Аплодисменты, в том числе из задних рядов.
— Я не обычный кандидат. Я не собираюсь ничего обещать. Я мало понимаю в экономике. Я не стану рисовать картины светлого будущего. Не собираюсь рассказывать сказки про повышение зарплат и пенсий, улучшение качества медицинского обслуживания. Я думаю, вы уже сыты такими сказками.
Аплодисменты, одобрительные возгласы из задних рядов и передних.
— У меня нет четкой предвыборной программы. Но я твердо знаю одно: нам следует объединить усилия крутых Круговых и хитрых Макаровых! И тогда…
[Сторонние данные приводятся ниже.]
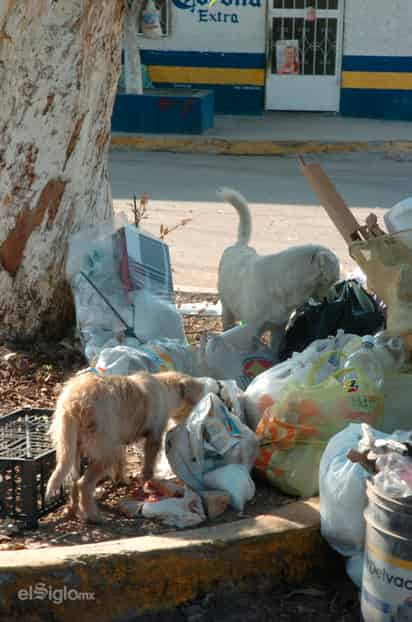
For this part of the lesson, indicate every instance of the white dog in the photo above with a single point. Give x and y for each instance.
(264, 290)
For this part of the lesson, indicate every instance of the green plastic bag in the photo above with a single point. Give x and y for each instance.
(294, 431)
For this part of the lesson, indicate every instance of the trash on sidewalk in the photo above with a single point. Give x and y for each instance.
(342, 485)
(399, 219)
(180, 512)
(304, 402)
(208, 309)
(210, 439)
(386, 259)
(156, 356)
(387, 572)
(348, 307)
(234, 479)
(236, 354)
(325, 354)
(122, 285)
(215, 502)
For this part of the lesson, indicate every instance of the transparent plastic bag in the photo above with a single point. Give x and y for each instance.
(342, 491)
(209, 439)
(235, 354)
(156, 318)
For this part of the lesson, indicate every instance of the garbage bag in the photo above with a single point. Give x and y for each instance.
(342, 491)
(212, 437)
(266, 388)
(155, 356)
(155, 317)
(235, 480)
(236, 354)
(349, 307)
(295, 429)
(180, 512)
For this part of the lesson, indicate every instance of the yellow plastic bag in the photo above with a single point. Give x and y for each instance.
(294, 431)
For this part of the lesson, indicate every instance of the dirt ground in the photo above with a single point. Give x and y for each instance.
(327, 599)
(33, 377)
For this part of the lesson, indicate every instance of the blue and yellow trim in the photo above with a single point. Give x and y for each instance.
(377, 86)
(237, 79)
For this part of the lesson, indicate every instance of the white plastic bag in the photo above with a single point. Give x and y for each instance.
(236, 354)
(155, 318)
(209, 439)
(342, 491)
(177, 512)
(235, 480)
(267, 387)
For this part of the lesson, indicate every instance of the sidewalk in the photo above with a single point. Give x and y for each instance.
(118, 580)
(280, 133)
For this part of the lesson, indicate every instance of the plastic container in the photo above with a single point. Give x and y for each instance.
(387, 572)
(242, 337)
(365, 358)
(398, 218)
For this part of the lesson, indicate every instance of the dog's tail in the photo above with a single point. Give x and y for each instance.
(64, 432)
(240, 204)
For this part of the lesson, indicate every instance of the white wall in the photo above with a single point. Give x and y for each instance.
(194, 29)
(378, 27)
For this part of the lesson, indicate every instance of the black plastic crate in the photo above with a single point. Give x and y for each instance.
(27, 459)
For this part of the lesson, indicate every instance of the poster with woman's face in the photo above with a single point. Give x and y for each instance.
(287, 57)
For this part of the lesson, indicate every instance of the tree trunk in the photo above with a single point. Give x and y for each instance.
(59, 67)
(132, 62)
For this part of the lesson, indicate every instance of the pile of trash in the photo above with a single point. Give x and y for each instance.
(291, 419)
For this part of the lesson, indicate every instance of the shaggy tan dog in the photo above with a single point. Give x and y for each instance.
(97, 416)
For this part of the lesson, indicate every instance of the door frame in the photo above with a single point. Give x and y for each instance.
(339, 49)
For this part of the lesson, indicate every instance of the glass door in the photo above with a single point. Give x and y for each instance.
(304, 54)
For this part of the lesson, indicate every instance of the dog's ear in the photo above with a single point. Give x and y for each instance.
(191, 390)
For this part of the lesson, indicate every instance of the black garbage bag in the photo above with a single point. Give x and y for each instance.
(348, 307)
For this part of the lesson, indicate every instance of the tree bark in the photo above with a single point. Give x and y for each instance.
(59, 67)
(132, 62)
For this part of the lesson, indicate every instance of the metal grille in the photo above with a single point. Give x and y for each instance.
(24, 434)
(27, 460)
(317, 39)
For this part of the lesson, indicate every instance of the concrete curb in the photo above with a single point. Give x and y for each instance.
(221, 146)
(137, 575)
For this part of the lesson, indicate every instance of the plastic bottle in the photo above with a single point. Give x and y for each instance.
(364, 359)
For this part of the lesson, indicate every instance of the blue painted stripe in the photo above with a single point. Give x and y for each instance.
(378, 104)
(203, 59)
(377, 63)
(231, 99)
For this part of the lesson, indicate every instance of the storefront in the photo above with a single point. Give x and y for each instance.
(347, 56)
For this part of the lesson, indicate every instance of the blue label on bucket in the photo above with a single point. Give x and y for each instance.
(386, 588)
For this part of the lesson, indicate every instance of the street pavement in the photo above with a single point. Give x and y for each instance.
(284, 209)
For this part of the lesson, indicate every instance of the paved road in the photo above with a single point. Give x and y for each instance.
(284, 209)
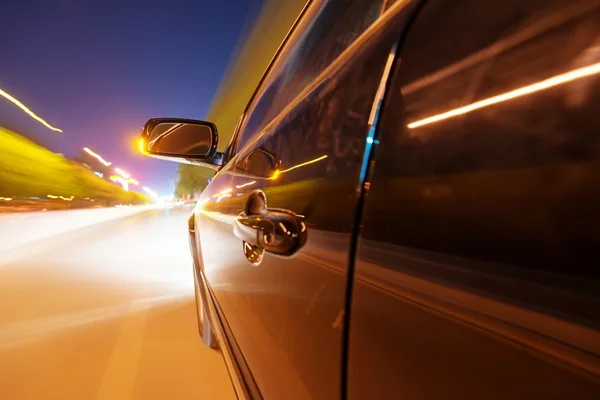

Здесь оратор, кандидат в депутаты областной Думы, взял паузу — недлинную, но достаточную, чтобы в задних рядах притушили сигареты, — и поднял вверх руку. Сжал ладонь в кулак и слегка потряс. То ли пригрозил, то ли предупредил, то ли поклялся:
— …тогда мы победим любого, кто встанет на нашем пути!
Аплодисменты.
— Сейчас здесь, я знаю, собралось не меньше полутысячи человек Среди них есть и крутые, и хитрые. Есть высокооплачиваемые и совсем бедные. Есть и отцы семейств и веселые холостяки. Мы все — разные. Кто-то любит советский хоккей, кто-то российский теннис. Важно не то, что ты любишь, а то, в какой команде ты играешь. Я призываю вас играть за своих. Я кандидат в депутаты, но я не прошу вас голосовать за меня. Делайте, что хотите. Голосуйте, за кого хотите. Не хотите — вообще не голосуйте. И то, и другое — поступок. Я хочу одного: чтобы каждый из вас…
Пауза.
— …понимал…
Вторая пауза — она короче, но и напряженнее, поскольку в зале почти полная тишина.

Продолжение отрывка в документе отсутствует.